キースイッチ詳解~Keygeek M1を例にして~
はじめに
みなさん、メカニカルキーボードのスイッチは交換していますか?
メカニカルキーボードでは、スイッチが交換可能である場合も多く、スイッチを交換することで、押し心地の調整をすることができます。
メカニカルキーボードにおいて、スイッチを交換しながら追い求める打鍵感・打鍵音に調整することは、キーボード趣味の楽しみ方の一つともいえます。

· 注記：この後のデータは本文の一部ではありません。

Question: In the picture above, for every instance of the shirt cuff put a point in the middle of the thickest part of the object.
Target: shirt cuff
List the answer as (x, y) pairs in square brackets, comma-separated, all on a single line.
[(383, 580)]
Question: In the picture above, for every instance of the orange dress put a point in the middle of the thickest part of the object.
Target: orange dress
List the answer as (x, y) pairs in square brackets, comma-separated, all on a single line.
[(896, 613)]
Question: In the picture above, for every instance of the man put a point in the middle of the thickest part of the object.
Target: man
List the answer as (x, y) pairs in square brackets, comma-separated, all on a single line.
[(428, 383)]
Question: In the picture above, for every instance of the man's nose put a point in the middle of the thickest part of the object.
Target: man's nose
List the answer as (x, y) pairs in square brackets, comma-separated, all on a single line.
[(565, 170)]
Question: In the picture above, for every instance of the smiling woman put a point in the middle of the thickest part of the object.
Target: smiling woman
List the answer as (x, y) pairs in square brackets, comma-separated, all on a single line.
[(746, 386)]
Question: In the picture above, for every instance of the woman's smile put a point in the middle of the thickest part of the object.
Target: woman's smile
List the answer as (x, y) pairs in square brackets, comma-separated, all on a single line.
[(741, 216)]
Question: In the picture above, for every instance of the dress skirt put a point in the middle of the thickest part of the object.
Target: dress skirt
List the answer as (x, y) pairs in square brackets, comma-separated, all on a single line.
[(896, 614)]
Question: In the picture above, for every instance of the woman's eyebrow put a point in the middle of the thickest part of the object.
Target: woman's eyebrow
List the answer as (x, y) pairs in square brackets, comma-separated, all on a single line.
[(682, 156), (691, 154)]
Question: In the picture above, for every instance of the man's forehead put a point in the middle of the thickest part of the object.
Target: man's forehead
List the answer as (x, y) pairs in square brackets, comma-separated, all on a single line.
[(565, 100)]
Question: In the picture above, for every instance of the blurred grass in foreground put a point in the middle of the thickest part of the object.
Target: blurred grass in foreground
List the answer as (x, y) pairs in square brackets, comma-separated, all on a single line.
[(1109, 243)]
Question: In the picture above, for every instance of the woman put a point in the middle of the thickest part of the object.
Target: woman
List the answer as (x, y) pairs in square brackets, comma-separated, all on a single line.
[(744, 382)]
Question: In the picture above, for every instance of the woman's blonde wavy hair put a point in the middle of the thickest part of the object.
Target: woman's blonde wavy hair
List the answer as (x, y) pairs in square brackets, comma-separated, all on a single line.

私はスイッチを交換して楽しむことを比較的よく行う方で、家にはお試しで買ってみたスイッチ、過去使っていたスイッチがたくさんあるような状態です。
ここで、現在販売されているスイッチを見ると、本当に多種多様で、どうやって選んだらよいのか、と思う方もいらっしゃると思います。
概論的な説明については、過去記事にしたことがあるのでそちらを参照していただくとして、今回は一つのスイッチについて掘り下げてみてみようと思います。
ちなみに、過去に結構気合を入れて書いたスイッチに関する記事はこちらです。
今回の記事により、スイッチのスペックの何を見ればよいか、分解されている写真の何を見ればよいか、というヒントとなれば望外の喜びです。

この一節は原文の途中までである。